Carlo Settimio Camisotti è un anarchico e sorvegliato politico di vecchio corso, nato a Corbola (Ro) l’11 maggio 1902. A vent’anni viene condannato a otto mesi di reclusione e a una multa per detenzione e trasporto di armi (una pistola e delle bombe) nel processo agli anarchici di Genova, dopo l’arresto avvenuto l’anno precedente, il 24 marzo 1921, con l’accusa di aver partecipato, con altri 30 uomini, all’attentato dimostrativo contro la condanna alla detenzione di Errico Malatesta e Armando Borghi.

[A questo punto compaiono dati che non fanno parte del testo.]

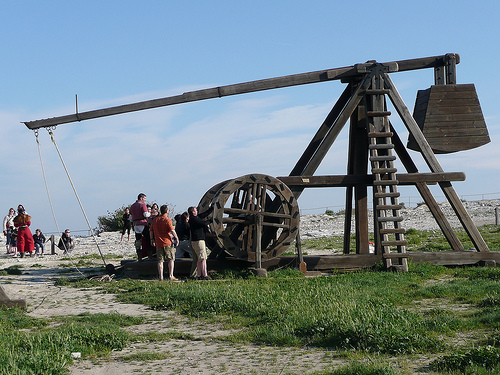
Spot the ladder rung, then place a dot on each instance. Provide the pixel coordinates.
(383, 158)
(392, 230)
(389, 207)
(381, 146)
(385, 182)
(394, 243)
(380, 134)
(378, 113)
(389, 218)
(384, 170)
(377, 91)
(393, 194)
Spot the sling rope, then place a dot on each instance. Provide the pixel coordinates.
(76, 194)
(45, 181)
(51, 205)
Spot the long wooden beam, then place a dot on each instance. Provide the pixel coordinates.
(243, 88)
(350, 180)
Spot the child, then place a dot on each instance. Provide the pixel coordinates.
(39, 239)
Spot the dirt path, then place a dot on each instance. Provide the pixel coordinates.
(199, 354)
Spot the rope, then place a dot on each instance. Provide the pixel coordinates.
(77, 197)
(45, 181)
(50, 200)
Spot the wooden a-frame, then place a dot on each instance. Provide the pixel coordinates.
(363, 102)
(372, 141)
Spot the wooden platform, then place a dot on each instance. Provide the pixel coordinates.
(322, 263)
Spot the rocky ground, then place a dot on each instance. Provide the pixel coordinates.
(198, 356)
(481, 213)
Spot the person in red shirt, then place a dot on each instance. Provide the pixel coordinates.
(25, 241)
(163, 236)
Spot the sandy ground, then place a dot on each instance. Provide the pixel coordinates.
(200, 355)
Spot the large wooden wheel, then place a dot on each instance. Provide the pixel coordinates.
(251, 210)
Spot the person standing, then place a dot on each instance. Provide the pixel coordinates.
(39, 240)
(126, 224)
(197, 228)
(8, 227)
(163, 236)
(184, 245)
(24, 237)
(140, 214)
(66, 242)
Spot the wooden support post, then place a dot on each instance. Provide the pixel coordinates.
(426, 194)
(300, 256)
(451, 69)
(435, 167)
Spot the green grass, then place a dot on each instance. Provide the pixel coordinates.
(418, 240)
(449, 314)
(365, 311)
(30, 346)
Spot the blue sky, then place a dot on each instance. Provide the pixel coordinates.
(117, 52)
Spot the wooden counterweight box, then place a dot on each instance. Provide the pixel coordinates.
(450, 118)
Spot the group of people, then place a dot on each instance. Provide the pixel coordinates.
(155, 233)
(20, 240)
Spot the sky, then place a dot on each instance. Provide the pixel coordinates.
(109, 53)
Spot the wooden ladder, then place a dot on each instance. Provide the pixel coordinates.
(385, 187)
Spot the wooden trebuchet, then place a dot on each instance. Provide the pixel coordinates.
(249, 208)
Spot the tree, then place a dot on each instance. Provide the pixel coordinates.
(113, 221)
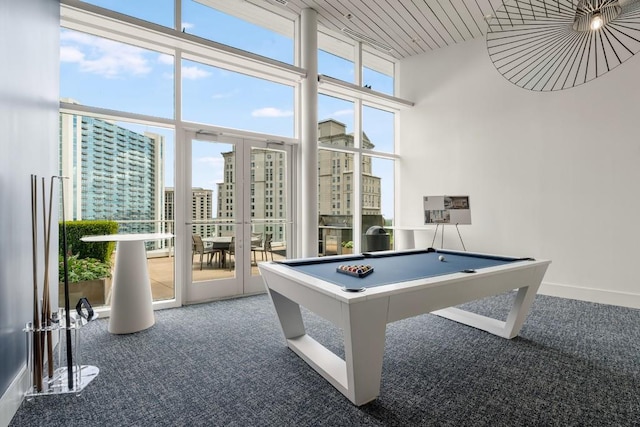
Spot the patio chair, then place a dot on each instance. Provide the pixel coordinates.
(200, 248)
(264, 247)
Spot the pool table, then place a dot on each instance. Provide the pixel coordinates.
(402, 284)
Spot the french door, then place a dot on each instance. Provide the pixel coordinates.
(236, 209)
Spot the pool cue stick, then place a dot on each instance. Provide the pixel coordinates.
(46, 298)
(67, 316)
(37, 347)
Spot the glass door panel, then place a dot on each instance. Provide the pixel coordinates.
(237, 217)
(215, 227)
(268, 208)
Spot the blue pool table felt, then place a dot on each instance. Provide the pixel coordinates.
(394, 267)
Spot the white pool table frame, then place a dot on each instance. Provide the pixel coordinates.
(363, 316)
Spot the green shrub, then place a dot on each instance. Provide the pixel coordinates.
(99, 250)
(83, 269)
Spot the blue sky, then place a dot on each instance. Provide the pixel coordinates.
(103, 73)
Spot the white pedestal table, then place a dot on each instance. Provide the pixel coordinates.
(131, 300)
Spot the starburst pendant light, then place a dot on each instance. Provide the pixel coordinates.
(546, 45)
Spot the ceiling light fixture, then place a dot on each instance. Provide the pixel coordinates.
(544, 45)
(596, 21)
(366, 39)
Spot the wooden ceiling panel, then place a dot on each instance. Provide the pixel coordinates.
(408, 27)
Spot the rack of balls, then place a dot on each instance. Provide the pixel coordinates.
(355, 270)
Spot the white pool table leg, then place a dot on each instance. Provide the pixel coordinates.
(357, 376)
(508, 329)
(131, 299)
(364, 338)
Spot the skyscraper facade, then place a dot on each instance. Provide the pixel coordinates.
(114, 173)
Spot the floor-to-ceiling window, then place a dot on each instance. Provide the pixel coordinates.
(136, 75)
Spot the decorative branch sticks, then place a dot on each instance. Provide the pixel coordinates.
(37, 343)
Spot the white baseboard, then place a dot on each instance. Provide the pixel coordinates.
(12, 398)
(601, 296)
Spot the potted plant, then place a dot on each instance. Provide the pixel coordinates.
(88, 277)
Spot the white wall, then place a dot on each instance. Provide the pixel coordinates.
(552, 175)
(29, 93)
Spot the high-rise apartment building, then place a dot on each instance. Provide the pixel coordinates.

Dalla sorveglianza del governo liberale a quella fascista il passo è breve: viene definito “un anarchico pericoloso, propagandista e promulgatore di dottrine sovversive; violento e impulsivo“. Sorvegliato politico durante il regime, viene arrestato nel 1925 a Milano per aver partecipato ad una riunione anarchica. Nel 1928 si trasferisce a Milano e, qualche anno dopo, giunge a Roma, andando ad abitare in via Angelo Berardi n°10.
Dopo l’8 settembre entra nelle file del Partito Comunista d’Italia e per questo arrestato a dicembre del 1943, detenuto a Regina Coeli e poi, inspiegabilmente rilasciato il 20 gennaio 1944. Entrato nelle formazioni del partito comunista dell’VIII zona, viene nominato capogruppo del 6° gap di Tor Pignattara.
A pochi giorni dall’uccisione del commissario Armando Stampacchia, il comandante del 6° gap di Tor Pignattara Carlo Camisotti, insieme al comandante dei gap Valerio Fiorentini del 3° gap Luciano Sbrolli e del 4° gap Paolo Angelini vengono arrestati mentre viaggiano sul tram 8 all’altezza della Caserma Macao, in via san Martino della battaglia a Roma. Obiettivo della traversata in tram è quello di raggiungere l’abitazione di un ufficiale italiano al servizio delle SS tedesche e ucciderlo. Le SS tedesche fermano il tram e intimano ai viaggiatori di scendere. Allineati lungo i binari, con le pistole semiautomatiche puntate alla testa, Fiorentini, Angelini, Camisotti e Sbrolli vengono indicati da una spia italiana che le SS hanno al seguito. Sono così caricati su un camion e portati nella sede della Gestapo in via Tasso 145. Secondo le schede compilate dai tedeschi, i quattro gappisti entrano nelle celle di via Tasso alle ore 13 del 13 marzo 1944.
Del gruppo arrestato il 13 o 14 marzo 1944 fa parte anche Luciano Sbrolli, nato il 3 giugno 1910 a Piancastagnaio (Si), ma a Roma abita in via dei Savorgnan n°52, nello stesso palazzo dove risiede Guerrino Sbardella, tipografo di Bandiera Rossa fucilato a Forte Bravetta. Sbrolli, che pure è capogruppo del 3° gap è arrestato e rilasciato cinque giorni dopo.